И выходит по этой теории, что неисчислимое множество иных реальностей С НАМИ или, может быть, О НАС рассеяно в неведомых нам пространствах!
Но к чему все это сейчас лезет в голову? Да вот же к чему: выходит, и в дружбе, и в любви мы рисуем в воображении этакий светлый, лучезарный и преисполненный ответного чувства облик дорогого человека, самовольно перенося его при этом из ОСНОВНОЙ реальности в НОВУЮ, специально по этому случаю нами сотворенную. И в этом свежесотворенном измерении он, безусловно, так и проживает в точности таким, как нам нравится. Беда только, что в ЭТОЙ жизни он об этом, случается, даже не подозревает...
– Чего накуксилась? Обиделась? – заподозрила назавтра Римка по дороге домой. – Ладно, брось, да? Пошли ко мне, новые кассеты посмотришь!
Но я покачала головой. Ноги уже несли меня в сторону. Надо сказать, иногда мои ноги выкидывали такие штуки – уносили меня, и все тут.
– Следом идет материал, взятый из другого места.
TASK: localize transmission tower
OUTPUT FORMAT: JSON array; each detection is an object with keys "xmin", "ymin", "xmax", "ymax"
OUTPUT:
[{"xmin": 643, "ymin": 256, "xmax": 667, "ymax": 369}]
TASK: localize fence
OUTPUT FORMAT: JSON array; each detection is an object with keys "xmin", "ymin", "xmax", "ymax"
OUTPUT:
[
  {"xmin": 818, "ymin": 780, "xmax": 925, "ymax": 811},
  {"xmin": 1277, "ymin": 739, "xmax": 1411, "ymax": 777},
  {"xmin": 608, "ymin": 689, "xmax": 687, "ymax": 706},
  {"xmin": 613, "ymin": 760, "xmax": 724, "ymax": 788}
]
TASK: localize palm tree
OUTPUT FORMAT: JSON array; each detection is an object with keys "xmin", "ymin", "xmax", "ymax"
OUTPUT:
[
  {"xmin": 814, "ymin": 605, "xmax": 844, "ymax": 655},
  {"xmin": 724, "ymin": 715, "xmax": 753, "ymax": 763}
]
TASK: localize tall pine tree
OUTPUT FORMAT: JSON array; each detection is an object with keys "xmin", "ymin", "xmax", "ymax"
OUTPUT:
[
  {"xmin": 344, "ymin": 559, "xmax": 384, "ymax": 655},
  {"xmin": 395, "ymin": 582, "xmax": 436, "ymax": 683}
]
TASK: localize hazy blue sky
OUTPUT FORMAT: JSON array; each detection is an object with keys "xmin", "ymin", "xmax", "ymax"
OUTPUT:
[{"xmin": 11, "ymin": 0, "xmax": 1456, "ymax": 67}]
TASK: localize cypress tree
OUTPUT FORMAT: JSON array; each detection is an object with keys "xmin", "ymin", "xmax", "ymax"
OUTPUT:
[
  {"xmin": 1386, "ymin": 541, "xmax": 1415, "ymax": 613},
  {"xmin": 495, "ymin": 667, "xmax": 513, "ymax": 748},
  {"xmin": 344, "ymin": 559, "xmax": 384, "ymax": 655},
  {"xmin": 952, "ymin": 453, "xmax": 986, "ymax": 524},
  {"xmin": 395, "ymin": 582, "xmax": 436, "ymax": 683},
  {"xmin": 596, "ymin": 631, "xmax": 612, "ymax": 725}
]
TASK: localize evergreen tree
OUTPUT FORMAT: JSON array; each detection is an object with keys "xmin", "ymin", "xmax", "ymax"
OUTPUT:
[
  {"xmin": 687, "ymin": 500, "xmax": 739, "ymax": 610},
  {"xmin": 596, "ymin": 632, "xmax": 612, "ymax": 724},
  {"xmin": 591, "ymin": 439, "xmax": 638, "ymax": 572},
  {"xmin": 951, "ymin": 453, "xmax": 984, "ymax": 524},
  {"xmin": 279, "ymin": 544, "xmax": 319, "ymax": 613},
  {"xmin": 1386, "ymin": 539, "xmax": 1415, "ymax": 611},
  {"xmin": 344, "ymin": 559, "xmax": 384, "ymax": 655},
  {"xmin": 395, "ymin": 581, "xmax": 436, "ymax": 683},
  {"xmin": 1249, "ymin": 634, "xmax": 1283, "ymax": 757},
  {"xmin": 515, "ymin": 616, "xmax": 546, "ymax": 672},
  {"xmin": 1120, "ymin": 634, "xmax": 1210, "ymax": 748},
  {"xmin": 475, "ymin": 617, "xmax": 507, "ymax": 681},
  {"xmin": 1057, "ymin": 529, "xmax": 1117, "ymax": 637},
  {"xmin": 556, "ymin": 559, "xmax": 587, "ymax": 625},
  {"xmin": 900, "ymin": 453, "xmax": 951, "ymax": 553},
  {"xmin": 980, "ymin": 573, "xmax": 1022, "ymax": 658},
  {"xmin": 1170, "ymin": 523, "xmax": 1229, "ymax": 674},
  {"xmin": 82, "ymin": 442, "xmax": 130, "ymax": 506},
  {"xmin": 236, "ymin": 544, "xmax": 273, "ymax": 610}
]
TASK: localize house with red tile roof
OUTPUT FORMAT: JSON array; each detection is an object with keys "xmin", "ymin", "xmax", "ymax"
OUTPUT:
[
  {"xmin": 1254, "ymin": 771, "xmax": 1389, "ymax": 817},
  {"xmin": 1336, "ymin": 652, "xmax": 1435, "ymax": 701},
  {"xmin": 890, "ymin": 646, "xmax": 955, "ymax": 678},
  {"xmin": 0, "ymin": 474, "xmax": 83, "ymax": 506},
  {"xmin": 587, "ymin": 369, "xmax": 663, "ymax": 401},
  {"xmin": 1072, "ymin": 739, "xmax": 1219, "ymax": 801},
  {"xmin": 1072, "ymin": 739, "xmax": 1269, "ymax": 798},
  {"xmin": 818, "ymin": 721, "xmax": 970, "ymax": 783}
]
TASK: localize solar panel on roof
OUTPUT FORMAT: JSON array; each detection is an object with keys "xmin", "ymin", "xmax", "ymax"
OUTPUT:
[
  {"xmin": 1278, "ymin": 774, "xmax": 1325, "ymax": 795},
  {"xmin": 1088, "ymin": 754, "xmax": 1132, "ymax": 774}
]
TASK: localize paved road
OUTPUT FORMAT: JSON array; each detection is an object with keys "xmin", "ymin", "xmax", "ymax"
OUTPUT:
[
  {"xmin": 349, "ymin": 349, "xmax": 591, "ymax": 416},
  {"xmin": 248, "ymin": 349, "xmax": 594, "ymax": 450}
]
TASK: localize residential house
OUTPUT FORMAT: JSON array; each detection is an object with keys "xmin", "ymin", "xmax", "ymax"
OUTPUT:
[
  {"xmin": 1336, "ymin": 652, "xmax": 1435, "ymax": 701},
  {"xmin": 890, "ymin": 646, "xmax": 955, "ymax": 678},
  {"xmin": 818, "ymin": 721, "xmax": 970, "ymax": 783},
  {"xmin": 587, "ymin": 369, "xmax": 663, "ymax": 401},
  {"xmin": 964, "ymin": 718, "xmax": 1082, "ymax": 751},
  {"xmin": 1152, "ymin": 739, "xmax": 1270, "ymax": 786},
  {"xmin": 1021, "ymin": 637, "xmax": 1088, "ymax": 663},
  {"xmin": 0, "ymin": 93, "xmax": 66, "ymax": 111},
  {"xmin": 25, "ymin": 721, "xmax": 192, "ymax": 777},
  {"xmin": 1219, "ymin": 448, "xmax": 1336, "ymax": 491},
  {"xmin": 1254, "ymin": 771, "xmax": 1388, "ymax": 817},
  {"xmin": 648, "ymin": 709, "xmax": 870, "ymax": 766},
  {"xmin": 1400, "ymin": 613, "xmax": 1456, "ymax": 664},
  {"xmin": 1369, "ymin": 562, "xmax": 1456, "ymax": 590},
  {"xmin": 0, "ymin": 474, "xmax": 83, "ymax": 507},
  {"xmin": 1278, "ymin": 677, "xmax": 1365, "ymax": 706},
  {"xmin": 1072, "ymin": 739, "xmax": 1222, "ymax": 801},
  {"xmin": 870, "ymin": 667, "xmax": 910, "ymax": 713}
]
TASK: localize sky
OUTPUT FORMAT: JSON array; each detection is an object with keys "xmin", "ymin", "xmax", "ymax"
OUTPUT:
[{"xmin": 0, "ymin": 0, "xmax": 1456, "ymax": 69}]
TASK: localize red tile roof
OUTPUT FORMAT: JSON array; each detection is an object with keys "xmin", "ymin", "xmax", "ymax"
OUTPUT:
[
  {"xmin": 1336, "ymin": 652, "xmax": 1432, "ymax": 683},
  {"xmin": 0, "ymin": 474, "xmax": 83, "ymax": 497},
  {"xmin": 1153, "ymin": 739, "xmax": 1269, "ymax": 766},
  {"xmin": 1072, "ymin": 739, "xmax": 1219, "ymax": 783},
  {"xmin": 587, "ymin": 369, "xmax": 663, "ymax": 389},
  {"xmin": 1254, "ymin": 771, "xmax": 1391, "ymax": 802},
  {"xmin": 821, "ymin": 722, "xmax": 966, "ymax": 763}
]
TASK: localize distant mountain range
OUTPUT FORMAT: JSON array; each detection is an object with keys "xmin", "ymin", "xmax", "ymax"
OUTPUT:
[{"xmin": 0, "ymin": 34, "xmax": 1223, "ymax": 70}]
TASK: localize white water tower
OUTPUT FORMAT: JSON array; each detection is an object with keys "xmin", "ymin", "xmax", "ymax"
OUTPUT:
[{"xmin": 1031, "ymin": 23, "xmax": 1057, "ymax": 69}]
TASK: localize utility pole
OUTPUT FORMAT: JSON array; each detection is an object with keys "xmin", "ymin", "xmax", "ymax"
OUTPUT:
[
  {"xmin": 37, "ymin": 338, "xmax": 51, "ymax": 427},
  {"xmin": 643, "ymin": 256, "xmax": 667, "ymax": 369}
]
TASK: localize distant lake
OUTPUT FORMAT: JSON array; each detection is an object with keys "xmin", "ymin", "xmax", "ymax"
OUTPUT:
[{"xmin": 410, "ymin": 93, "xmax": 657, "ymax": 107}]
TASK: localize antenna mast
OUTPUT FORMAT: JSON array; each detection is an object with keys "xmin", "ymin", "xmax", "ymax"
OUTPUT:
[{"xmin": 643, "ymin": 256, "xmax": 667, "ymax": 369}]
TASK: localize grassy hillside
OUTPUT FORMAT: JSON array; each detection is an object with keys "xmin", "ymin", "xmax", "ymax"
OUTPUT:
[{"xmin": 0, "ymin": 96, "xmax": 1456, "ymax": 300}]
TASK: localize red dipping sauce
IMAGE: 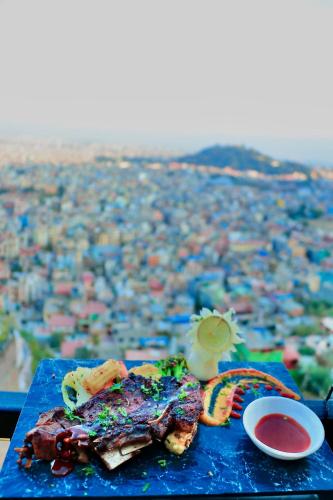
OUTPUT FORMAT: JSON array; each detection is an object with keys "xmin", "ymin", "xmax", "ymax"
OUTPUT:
[{"xmin": 254, "ymin": 413, "xmax": 311, "ymax": 453}]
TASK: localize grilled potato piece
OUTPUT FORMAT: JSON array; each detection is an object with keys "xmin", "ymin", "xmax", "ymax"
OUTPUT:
[{"xmin": 164, "ymin": 423, "xmax": 198, "ymax": 455}]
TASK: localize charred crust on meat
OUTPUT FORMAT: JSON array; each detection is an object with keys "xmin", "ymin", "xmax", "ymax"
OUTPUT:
[{"xmin": 16, "ymin": 373, "xmax": 202, "ymax": 470}]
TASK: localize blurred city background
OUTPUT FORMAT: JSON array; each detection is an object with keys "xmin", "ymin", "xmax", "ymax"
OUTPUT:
[{"xmin": 0, "ymin": 0, "xmax": 333, "ymax": 397}]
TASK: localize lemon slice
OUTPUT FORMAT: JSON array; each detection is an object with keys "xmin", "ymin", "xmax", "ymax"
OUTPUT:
[{"xmin": 198, "ymin": 316, "xmax": 233, "ymax": 353}]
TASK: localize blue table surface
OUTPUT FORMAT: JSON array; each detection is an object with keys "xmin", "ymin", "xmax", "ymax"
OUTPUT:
[{"xmin": 0, "ymin": 360, "xmax": 333, "ymax": 498}]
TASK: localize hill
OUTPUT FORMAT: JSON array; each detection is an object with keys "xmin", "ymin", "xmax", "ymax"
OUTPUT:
[{"xmin": 178, "ymin": 145, "xmax": 309, "ymax": 175}]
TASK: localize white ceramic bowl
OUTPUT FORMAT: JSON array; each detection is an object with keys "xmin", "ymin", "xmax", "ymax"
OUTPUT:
[{"xmin": 243, "ymin": 396, "xmax": 325, "ymax": 460}]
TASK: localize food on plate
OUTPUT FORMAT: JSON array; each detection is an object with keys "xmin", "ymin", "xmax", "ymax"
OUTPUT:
[
  {"xmin": 16, "ymin": 309, "xmax": 300, "ymax": 476},
  {"xmin": 16, "ymin": 373, "xmax": 202, "ymax": 476},
  {"xmin": 61, "ymin": 359, "xmax": 127, "ymax": 410},
  {"xmin": 187, "ymin": 308, "xmax": 243, "ymax": 381},
  {"xmin": 156, "ymin": 354, "xmax": 189, "ymax": 380},
  {"xmin": 128, "ymin": 363, "xmax": 162, "ymax": 380},
  {"xmin": 200, "ymin": 368, "xmax": 300, "ymax": 426}
]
Причем особенно любили это проделывать в перспективе намечающегося было романа – подхватывали и уносили, стоило только зазеваться, приостановиться, задуматься... Самовольно, можно сказать, решали мою судьбу.
Да и я, надо заметить, никогда им особенно не препятствовала.
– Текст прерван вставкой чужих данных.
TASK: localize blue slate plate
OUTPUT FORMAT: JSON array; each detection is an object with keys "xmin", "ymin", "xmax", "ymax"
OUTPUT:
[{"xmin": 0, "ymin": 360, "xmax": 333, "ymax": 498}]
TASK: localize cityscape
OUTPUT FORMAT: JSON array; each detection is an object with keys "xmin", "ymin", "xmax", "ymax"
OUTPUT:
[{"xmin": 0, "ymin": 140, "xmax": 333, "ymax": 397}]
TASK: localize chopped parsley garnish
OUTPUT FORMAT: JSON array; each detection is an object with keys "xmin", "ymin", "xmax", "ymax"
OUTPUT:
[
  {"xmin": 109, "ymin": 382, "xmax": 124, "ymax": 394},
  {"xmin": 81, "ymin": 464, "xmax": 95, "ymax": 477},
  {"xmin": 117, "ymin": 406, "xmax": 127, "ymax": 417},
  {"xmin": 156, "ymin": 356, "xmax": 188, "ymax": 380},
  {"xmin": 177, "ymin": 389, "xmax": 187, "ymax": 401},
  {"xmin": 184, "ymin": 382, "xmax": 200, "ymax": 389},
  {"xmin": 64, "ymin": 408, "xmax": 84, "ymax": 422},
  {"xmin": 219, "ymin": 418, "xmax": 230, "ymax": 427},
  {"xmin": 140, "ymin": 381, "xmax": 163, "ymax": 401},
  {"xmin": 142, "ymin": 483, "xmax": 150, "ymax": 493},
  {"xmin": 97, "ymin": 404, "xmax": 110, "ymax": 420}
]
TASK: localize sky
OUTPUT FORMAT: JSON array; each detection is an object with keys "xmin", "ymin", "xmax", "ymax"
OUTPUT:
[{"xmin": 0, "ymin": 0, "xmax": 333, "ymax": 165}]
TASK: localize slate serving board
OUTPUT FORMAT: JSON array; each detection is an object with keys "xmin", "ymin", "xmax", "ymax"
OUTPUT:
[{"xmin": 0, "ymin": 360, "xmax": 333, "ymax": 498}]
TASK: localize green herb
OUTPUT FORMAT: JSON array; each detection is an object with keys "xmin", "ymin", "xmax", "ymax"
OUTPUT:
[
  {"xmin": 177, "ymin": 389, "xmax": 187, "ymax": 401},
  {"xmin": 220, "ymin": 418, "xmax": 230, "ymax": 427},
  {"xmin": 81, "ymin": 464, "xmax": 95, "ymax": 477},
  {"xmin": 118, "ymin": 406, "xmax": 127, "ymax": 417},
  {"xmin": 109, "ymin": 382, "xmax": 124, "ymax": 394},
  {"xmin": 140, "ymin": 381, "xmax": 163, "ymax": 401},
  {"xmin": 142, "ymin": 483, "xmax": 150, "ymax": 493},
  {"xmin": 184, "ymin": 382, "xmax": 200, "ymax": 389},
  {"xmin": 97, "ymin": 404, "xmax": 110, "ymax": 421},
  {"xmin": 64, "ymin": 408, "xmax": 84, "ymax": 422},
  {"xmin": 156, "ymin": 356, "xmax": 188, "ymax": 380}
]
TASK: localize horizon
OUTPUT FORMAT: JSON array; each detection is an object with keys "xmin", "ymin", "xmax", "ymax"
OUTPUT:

Но тут не успела я свернуть за угол, как настырная Римус сзади вцепилась в мой рукав и пустилась уговаривать почти жалобно, чуть не со слезами – умеет это она, артистка!
– Марысь! Ну отстань ты от Людки, да? Ты упертая какая-то, правда! Ну чего ты от нее хочешь? Чтобы она только Достоевского читала, да?
– А ты хочешь, чтобы она как ЭТИ стала?! – закричала я, вырывая рукав. – Это же... это... зомби какие-то! Я вот одну в трамвае спросила – смотрю, сидит такую же гадость читает: «Женщина, вам правда интересно?» Так она знаешь что ответила?!
– Ну что?
– «Отличная книга!» – говорит! И смотрит на меня как натуральный зомби, бессмысленно так! Это... жутко просто, а никто не замечает! Такие вот книги – они же человека зомбируют! Он же вкус теряет, как собака – обоняние! А потом и облик человеческий...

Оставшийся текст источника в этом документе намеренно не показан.